Fred C. Kelly, the Wright brothers’ first biographer asked Orville in 1939 if it was the profit motive that motivated he and his brother to invent the airplane.

He reflected for a moment before responding, “I hardly think so. I doubt if Alexander Graham Bell expected to make much out of the telephone. It seems unlikely that Edison started out with the idea of making money. Certainly Steinmetz had little interest in financial reward. All he asked of life was the opportunity to spend as much time as possible in the laboratory working at problems that interested him.”

Kelly asked, “And the Wright brothers?”

Orville chuckled. “If we had been interested in invention with the idea of profit, we most assuredly would have tried something in which the chances for success were brighter. You see, we did not expect in the beginning to go beyond gliding.”

“Even later we didn’t suppose the aeroplane could ever be practical outside the realm of sport. It was the sport of the thing that appealed to Will and me.”

“The question was not of money from flying but how we could get money enough to keep on entertaining ourselves with it.”

“It was something to spend money on, just as a man spends on golf, if that interests them, with no idea of making it pay.”

Kelly: “You didn’t foresee commercial planes or transcontinental and trans-Atlantic flights?”

Orville: “No; and in our wildest dreams, even after we had flown, we never imagined it would ever be possible to fly or make landings at night.”

Kelly: “Still, it seems strange that you didn’t have more of a profit motive, inasmuch as you had been in business as a means of making a living and obliged to make the business pay. Didn’t you go into the printing business as a youngster to make money?”

Orville: Shaking his head with a smile replied. “I got interested in printing after my curiosity had been aroused by some woodcuts I saw in the Century magazine, and I tried to make some tools for carving wood blocks. The first tool was made from the spring of an old pocket-knife.”

“Gradually I became more and more interested in printing. But, making it pay its way came as an afterthought.”

Their father, Bishop Milton Wright used to say, “All the money anyone needs is just enough to prevent one from being a burden on others.” Following their father’s advice, the brothers tried to earn their own spending money and never became interested in a hobby because it might be profitable.

When the Wrights were conducting their wind tunnel experiments, they became concerned that their experiments were taking too much time and money for their modest means.
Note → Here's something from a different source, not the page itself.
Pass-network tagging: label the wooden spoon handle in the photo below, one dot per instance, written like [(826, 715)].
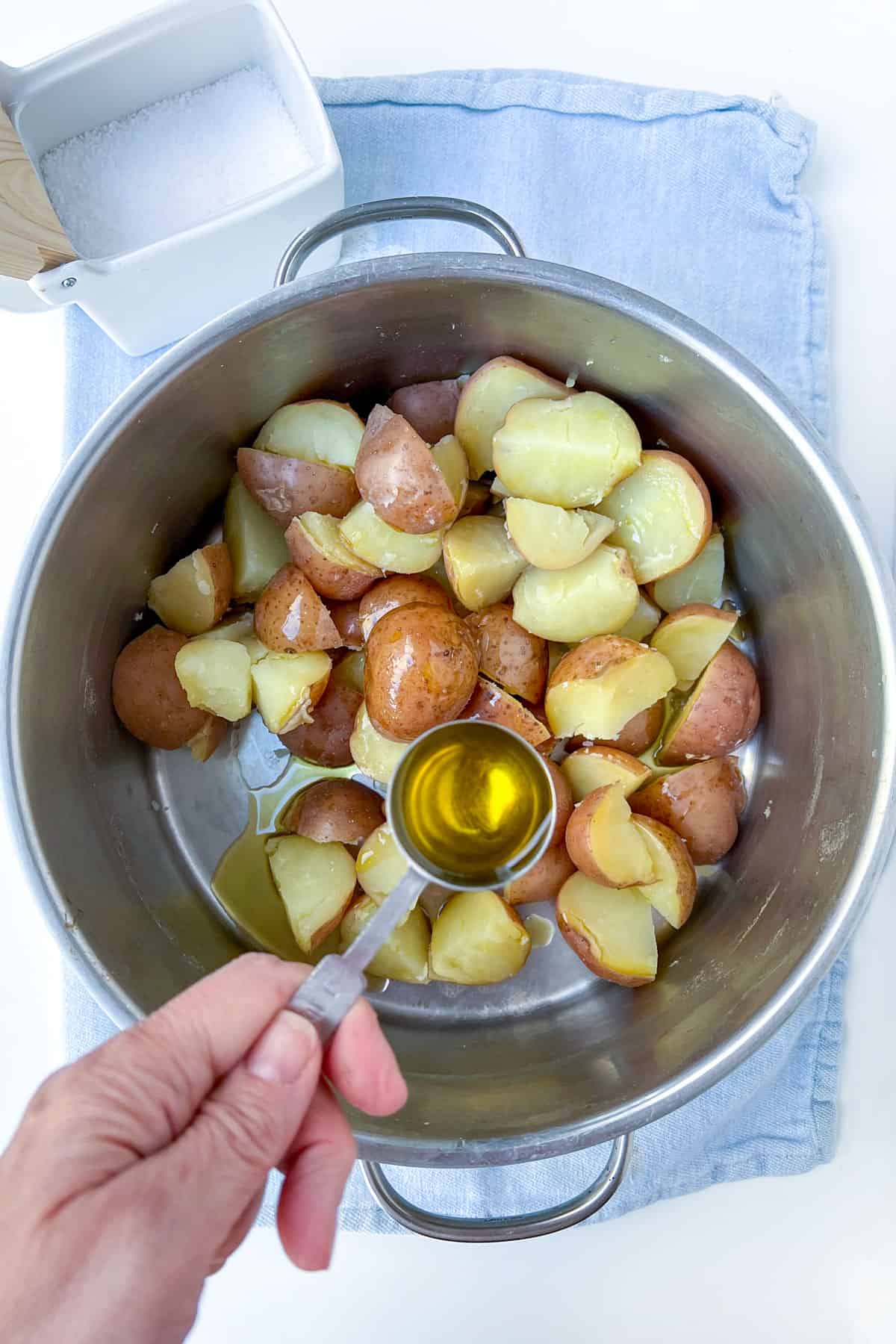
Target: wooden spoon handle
[(31, 237)]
They were worried that they would not get their money back and permitting their hobby to become too much of a luxury.

Wilbur was inclined to drop their researches. Orville thought they should continue a little longer. If Wilbur had quit, Orville would have too.

While they were still debating the issue, a letter arrived from their friend and mentor Octave Chanute. Chanute, suspecting their resolve to continue was weakening, urged them to continue with their experiments.

He reminded them that they already had valuable knowledge of aeronautics far beyond that possessed by anyone else in the world. To go on was almost a duty. And so the Wrights shelved their concerns and continued their research.

One thing they did do to save money was to experiment as much as possible on paper rather than making mechanical models. Before they built anything they were reasonably certain it was scientifically correct. They spent much time on grueling mathematical work before flight was possible.

Their insistence on doing everything possible on paper was successful in keeping costs down. Kelly claims that up to the day when they actually flew, the Wrights’ total outlay of money was a trifle less than $2,000. Some more recent estimates are that they spent event less, closer to $1,200.

Even after the Wrights had flown, they still did not know if they had done anything from which they could gain a fortune. They accepted the money that fell unexpectedly into their laps, but Orville said to Kelly, “I am not sure it’s quite decent to live on income from interest-bearing paper.”

Kelly said that he once said to Orville that even though what you accomplished was without the idea of making money, the fact remains that the Wright brothers will always be favorite examples of how American lads, with no special advantages, can forge ahead and become famous.

In response Orville protested, “But that isn’t true because we did have special advantages.

Kelly: “What special advantages?”

“Simply that we were lucky enough to grow up in a home environment where there was always much encouragement to children to pursue intellectual interests. We were taught to cultivate the encyclopedia habit, to look up facts about whatever aroused our curiosity. In a different kind of environment I imagine our curiosity might have been nipped long before it could have borne fruit.”

Reference: Harpers Magazine, “How the Wright Brothers Began,” Fred C. Kelly, October 1939.